Liu Ge, Li Yun-Mei, Lü Heng, Mu Meng, Lei Shao-Hua, Wen Shuang, Bi Shun, Ding Xiao-Lei
Key Laboratory of Virtual Geographic Environment, Ministry of Education, Nanjing Normal University, Nanjing 210023, China.
Jiangsu Center for Collaboration Innovation in Geographical Information Resource Development and Application, Nanjing 210023, China.
Huan Jing Ke Xue. 2017 Sep 8;38(9):3645-3656. doi: 10.13227/j.hjkx.201702192.
Chlorophyll-a (Chl-a) concentrations are usually measured as the proxy of phytoplankton biomass and used to evaluate the trophic status of inland waters. Based on 49 samples taken from two measurement campaigns in Lake Hongze in 2016, we evaluate the performance of five Chl-a estimation algorithms (including the band ratio, three-band, FLH algorithm, MCI, and UMOC algorithms). The results showed that the UMOC model was the most suitable model for the estimation of Chl-a in Lake Hongze. The mean relative error (MRE) of UMOC was 32.30%, much lower than the band ratio algorithm (75.17%), three-band algorithm (62.44%), FLH algorithm (45.87%), and MCI algorithm (56.95%). The best-performing UMOC model was applied to the atmospherically corrected 689 MERIS images between 2002-2012 and long time series MERIS Chl-a concentration estimation products were acquired. Between 2002 and 2012, the mean Chl-a concentration in Lake Hongze was 19.560 mg·m with substantial spatial and temporal variability. Based on the variability of monthly mean Chl-a concentrations in each pixel, the Lake Hongze waterbody was divided into three water types, Region A, Region B, and Region C. The annual mean Chl-a concentrations of Region B and Region C showed no significant changes, while the concentrations in Region A increased markedly. The analysis of the meteorological factors showed that the fluctuations of the annual mean Chl-a concentrations in Region B and Region C were mainly affected by annual precipitation, suggesting that the Chl-a concentrations of these two regions are dominated by the intensity of the lake flow. The annual mean Chl-a concentrations of Region A showed a strong negative correlation with the annual mean wind speed. The descending trend of the annual wind speed may enhance the eutrophication degree of this region, threatening the safety of the water quality of the South-North Water Transfer Project. The Chl-a concentrations showed a strong positive correlation with the distance from the Huaihe Estuary in the wet season suggesting that the Huaihe River has an obvious inhibitory effect on algal biomass in Lake Hongze during this period.

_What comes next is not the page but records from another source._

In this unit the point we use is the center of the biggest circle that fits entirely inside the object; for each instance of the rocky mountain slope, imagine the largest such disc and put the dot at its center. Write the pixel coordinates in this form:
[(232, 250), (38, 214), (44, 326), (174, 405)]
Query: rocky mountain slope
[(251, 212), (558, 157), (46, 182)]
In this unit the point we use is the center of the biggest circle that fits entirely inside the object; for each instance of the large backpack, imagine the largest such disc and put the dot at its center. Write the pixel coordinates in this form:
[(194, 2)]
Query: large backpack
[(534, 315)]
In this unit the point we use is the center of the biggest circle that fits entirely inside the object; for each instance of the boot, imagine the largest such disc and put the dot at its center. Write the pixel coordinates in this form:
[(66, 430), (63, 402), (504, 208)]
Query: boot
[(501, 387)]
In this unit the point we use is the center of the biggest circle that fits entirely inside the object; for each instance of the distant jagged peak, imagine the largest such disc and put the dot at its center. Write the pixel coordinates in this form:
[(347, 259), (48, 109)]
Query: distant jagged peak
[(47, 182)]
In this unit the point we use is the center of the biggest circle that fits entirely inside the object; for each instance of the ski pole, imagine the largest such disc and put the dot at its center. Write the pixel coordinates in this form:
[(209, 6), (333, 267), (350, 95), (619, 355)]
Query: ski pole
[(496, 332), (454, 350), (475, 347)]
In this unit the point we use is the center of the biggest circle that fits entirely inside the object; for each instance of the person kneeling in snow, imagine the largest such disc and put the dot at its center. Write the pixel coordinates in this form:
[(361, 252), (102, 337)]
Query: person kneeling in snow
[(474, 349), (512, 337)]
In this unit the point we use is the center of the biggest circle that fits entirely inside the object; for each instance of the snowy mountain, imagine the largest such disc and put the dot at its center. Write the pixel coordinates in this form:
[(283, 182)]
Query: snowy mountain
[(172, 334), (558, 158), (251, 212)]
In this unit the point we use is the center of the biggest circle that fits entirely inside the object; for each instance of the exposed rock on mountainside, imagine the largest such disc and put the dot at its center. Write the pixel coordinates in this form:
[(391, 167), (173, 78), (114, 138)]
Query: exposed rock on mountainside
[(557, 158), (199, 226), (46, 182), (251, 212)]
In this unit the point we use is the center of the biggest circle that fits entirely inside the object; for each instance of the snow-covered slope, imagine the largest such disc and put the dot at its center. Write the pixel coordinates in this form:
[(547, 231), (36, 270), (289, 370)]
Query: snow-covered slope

叶绿素a(Chl-a)浓度通常作为浮游植物生物量的指标进行测量,并用于评估内陆水体的营养状态。基于2016年在洪泽湖两次测量活动中采集的49个样本,我们评估了五种Chl-a估算算法(包括波段比值法、三波段法、FLH算法、MCI算法和UMOC算法)的性能。结果表明,UMOC模型是估算洪泽湖Chl-a最合适的模型。UMOC的平均相对误差(MRE)为32.30%,远低于波段比值算法(75.17%)、三波段算法(62.44%)、FLH算法(45.87%)和MCI算法(56.95%)。将性能最佳的UMOC模型应用于2002 - 2012年经过大气校正的689景MERIS影像,获取了长时间序列的MERIS Chl-a浓度估算产品。2002年至2012年期间,洪泽湖的平均Chl-a浓度为19.560 mg·m ,具有显著的空间和时间变异性。基于每个像素月平均Chl-a浓度的变异性,将洪泽湖水体分为A区、B区和C区三种水型。B区和C区的年平均Chl-a浓度没有显著变化,而A区的浓度显著增加。气象因素分析表明,B区和C区年平均Chl-a浓度的波动主要受年降水量影响,这表明这两个区域的Chl-a浓度受湖水流量强度主导。A区的年平均Chl-a浓度与年平均风速呈强负相关。年风速的下降趋势可能会加剧该区域的富营养化程度,威胁南水北调工程水质安全。在湿季,Chl-a浓度与距淮河河口的距离呈强正相关,这表明淮河在此期间对洪泽湖藻类生物量有明显的抑制作用。